Le micro:bit est une carte à microcontrôleur programmable conçue par la BBC, riche en capteurs intégrés (accéléromètre, magnétomètre, lumière, température) et dotée d’une matrice de 25 LED. Destiné à l’apprentissage de la programmation, il transmet ses mesures au smartphone par Bluetooth dans FizziQ.

Observer expérimentalement avec une carte micro:bit

FizziQ enregistre dans le cahier d’expériences les données transmises par un micro:bit. La carte apporte ses propres capteurs, ce qui permet de comparer directement deux instruments mesurant la même grandeur.

Étapes :

  • Programmer le micro:bit depuis l’éditeur en ligne MakeCode, en blocs ou en Python, pour lire un de ses capteurs intégrés (accéléromètre, magnétomètre, lumière, température).
  • Envoyer les valeurs vers le smartphone par la liaison Bluetooth de la carte, à un intervalle fixé dans le programme.
  • Vérifier la réception des données dans FizziQ avant de lancer la mesure, en agitant la carte pour voir réagir la courbe.
  • Enregistrer une série de mesures, puis la tracer et l’exporter depuis le cahier d’expériences.
  • Placer le micro:bit et le smartphone côte à côte et comparer leurs deux accéléromètres sur la même expérience : l’écart observé ouvre la discussion sur l’étalonnage et la résolution.

Le tutoriel de connexion entre le micro:bit et FizziQ est disponible ici

En savoir plus

Une carte née d’un programme éducatif de la BBC

Le micro:bit est né d’un programme de la BBC destiné à relancer l’enseignement de l’informatique au Royaume-Uni, conçu avec une trentaine de partenaires industriels et éducatifs. Environ un million de cartes ont été offertes aux élèves britanniques de 11-12 ans lors du lancement, en 2015-2016. La carte est aujourd’hui développée par une organisation à but non lucratif, la Micro:bit Educational Foundation, qui en poursuit la diffusion dans de nombreux pays avec l’objectif de fournir un moyen abordable d’apprendre la programmation et l’électronique.

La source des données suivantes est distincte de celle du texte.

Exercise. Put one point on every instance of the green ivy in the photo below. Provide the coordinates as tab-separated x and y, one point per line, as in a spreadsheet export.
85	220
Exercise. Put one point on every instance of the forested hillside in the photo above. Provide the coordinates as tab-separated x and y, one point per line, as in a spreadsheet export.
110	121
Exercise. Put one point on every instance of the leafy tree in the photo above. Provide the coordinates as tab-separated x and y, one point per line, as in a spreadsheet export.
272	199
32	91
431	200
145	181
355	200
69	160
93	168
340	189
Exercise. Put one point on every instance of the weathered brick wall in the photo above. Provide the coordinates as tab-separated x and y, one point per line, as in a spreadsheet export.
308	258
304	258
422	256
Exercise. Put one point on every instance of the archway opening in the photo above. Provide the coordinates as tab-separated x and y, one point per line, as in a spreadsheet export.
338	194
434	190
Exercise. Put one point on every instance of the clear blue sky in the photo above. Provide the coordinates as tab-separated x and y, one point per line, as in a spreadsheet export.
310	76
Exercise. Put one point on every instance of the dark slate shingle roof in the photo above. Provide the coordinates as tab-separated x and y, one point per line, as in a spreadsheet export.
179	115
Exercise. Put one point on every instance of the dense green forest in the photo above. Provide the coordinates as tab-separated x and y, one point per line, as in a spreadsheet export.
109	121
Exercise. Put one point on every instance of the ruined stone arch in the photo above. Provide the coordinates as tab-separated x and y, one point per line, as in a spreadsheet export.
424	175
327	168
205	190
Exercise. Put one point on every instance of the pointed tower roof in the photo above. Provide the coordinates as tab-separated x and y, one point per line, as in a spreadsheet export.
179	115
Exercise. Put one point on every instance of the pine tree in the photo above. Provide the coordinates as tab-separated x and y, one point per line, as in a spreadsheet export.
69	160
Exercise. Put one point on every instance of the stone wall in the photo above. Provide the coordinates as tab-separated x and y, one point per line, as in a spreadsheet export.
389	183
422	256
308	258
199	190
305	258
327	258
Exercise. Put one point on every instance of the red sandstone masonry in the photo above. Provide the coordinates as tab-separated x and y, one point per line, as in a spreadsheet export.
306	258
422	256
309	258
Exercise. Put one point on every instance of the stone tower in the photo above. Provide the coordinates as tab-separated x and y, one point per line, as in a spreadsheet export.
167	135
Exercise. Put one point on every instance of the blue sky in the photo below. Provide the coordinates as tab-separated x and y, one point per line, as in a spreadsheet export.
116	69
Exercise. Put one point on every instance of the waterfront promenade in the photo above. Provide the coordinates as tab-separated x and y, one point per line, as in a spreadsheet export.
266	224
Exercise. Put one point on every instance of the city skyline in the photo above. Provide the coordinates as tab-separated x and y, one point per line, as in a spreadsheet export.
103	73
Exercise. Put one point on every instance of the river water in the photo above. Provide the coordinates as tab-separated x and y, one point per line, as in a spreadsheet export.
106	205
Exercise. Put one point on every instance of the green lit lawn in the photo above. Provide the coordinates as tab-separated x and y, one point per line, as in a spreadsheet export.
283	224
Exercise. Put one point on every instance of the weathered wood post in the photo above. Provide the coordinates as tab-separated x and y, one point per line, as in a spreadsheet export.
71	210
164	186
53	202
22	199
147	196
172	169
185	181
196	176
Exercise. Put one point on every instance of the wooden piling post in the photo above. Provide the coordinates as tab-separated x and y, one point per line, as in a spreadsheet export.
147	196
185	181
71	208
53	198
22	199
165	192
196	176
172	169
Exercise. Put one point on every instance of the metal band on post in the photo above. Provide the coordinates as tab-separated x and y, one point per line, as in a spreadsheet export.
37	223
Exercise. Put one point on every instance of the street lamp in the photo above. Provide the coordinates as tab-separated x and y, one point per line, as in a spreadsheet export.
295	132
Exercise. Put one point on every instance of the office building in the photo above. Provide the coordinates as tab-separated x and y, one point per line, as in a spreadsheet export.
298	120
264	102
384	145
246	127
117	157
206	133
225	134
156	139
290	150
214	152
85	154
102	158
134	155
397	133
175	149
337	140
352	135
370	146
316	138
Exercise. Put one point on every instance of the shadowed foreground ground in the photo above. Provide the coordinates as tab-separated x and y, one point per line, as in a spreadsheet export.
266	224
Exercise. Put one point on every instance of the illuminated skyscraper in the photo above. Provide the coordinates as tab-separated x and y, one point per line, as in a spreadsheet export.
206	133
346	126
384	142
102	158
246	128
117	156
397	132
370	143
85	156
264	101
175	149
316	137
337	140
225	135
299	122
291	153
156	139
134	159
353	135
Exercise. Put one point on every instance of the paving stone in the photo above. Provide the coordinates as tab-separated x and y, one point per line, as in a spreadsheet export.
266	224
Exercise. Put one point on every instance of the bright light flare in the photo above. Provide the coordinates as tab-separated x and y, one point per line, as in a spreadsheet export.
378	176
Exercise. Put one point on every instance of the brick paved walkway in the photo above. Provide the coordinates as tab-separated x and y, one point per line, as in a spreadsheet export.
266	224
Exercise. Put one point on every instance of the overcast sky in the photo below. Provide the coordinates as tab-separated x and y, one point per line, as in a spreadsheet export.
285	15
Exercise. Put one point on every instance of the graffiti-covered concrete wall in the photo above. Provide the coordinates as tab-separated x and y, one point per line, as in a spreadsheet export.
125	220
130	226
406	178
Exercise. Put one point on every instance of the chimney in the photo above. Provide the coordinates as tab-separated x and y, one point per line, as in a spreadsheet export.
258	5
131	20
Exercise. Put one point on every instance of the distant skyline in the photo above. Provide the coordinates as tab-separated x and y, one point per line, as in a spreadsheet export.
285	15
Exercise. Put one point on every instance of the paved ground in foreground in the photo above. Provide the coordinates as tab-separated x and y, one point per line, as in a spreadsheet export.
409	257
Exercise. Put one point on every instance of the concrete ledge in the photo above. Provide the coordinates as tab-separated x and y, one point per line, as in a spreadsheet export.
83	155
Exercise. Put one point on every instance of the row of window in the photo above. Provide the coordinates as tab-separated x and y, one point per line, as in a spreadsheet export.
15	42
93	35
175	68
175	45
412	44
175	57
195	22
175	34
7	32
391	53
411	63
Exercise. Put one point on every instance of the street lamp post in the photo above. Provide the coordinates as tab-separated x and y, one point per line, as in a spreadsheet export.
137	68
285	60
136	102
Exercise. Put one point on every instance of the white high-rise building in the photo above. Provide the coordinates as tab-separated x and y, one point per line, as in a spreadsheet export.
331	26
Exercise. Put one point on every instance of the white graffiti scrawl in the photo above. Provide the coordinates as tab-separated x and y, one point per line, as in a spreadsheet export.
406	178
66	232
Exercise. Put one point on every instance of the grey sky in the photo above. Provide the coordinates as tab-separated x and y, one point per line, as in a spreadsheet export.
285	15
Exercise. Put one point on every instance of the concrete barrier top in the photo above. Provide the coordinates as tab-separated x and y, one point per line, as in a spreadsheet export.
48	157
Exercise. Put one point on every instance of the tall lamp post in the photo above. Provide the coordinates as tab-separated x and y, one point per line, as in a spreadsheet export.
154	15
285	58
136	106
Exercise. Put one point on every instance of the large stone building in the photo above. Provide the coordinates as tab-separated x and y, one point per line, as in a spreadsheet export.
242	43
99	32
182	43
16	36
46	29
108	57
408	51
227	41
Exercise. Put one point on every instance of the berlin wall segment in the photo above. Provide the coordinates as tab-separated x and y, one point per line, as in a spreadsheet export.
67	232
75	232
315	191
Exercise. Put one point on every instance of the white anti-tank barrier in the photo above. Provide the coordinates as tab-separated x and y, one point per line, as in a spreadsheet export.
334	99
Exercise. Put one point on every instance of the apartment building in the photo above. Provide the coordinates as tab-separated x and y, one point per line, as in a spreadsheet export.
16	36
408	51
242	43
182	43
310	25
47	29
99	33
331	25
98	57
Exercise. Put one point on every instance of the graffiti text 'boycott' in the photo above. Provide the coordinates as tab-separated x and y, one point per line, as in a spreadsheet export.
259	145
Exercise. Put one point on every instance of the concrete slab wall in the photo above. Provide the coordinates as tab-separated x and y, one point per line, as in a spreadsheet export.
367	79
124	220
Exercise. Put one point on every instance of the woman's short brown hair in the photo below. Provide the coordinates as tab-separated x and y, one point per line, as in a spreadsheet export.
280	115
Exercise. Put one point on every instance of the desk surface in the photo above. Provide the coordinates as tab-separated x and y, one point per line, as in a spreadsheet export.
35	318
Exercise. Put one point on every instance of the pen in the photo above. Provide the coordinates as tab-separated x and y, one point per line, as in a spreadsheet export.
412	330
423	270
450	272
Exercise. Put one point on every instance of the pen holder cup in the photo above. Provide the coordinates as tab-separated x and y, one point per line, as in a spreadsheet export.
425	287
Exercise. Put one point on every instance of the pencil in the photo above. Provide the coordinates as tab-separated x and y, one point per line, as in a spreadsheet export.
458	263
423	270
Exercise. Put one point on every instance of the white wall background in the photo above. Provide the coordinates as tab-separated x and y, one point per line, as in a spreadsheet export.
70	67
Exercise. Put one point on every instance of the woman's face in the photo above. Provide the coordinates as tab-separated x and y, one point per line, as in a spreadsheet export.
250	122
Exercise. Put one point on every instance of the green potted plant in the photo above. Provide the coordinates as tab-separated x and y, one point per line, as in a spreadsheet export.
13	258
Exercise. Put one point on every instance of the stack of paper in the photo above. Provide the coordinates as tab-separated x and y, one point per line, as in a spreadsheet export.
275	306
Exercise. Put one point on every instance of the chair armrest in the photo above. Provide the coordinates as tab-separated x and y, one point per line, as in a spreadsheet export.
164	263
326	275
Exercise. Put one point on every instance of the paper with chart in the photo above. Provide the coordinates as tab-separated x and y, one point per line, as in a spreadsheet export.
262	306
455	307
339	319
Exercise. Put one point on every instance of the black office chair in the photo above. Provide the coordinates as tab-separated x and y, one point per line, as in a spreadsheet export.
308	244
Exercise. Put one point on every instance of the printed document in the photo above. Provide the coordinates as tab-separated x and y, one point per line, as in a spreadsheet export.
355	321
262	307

Une carte qui embarque déjà ses capteurs

C’est ce qui distingue le micro:bit d’un Arduino Uno ou d’un ESP32 : il mesure sans qu’on lui branche quoi que ce soit. Il embarque un accéléromètre trois axes, un magnétomètre trois axes, un capteur de lumière, un capteur de température, deux boutons et une matrice de 25 LED qui sert d’affichage. On peut donc faire une manipulation complète avec la seule carte, alors qu’un Arduino nu ne mesure rien du tout.

La matrice de LED, à la fois affichage et capteur

Les 25 LED de la face avant servent normalement à afficher un chiffre ou un motif. Elles servent aussi de capteur de lumière : une LED polarisée en inverse produit un courant proportionnel à l’éclairement qu’elle reçoit. Le micro:bit alterne très vite entre les deux fonctions. La conséquence pratique est que ce capteur n’est pas étalonné en lux : il rend une valeur relative de 0 à 255, utile pour comparer deux situations, pas pour donner un éclairement absolu.

Le capteur de température mesure la puce, pas l’air

Erreur fréquente : la température lue par le micro:bit est celle du processeur, pas celle de l’air ambiant. Au repos, l’écart est faible, de l’ordre de un à quelques degrés. Mais dès que la carte calcule, émet en Bluetooth ou allume ses LED, la puce chauffe et la lecture dérive vers le haut. Pour une mesure sérieuse de température de l’air, il faut brancher un capteur externe.

Résolution du convertisseur analogique-numérique

Les entrées analogiques du micro:bit sont numérisées sur 10 bits, soit 1024 niveaux, sur la plage 0 à 3,3 V. Le pas de quantification vaut donc environ 3,2 mV : c’est la plus petite variation de tension que la carte peut distinguer, quelle que soit la finesse du capteur branché.

Ordres de grandeur

Dimensions : environ 4 cm × 5 cm, masse inférieure à 10 g. Étendue de mesure de l’accéléromètre : réglable de ±1 g à ±8 g, soit jusqu’à environ 80 m/s². Pas de quantification de l’entrée analogique : 3,2 mV sur 0-3,3 V. Capteur de lumière : valeur relative de 0 à 255, non étalonnée. Alimentation : 3 V par deux piles AAA, ou 5 V par USB.

Formule

Le micro:bit n’est associé à aucune loi physique propre. Les relations utiles sont celles de la numérisation.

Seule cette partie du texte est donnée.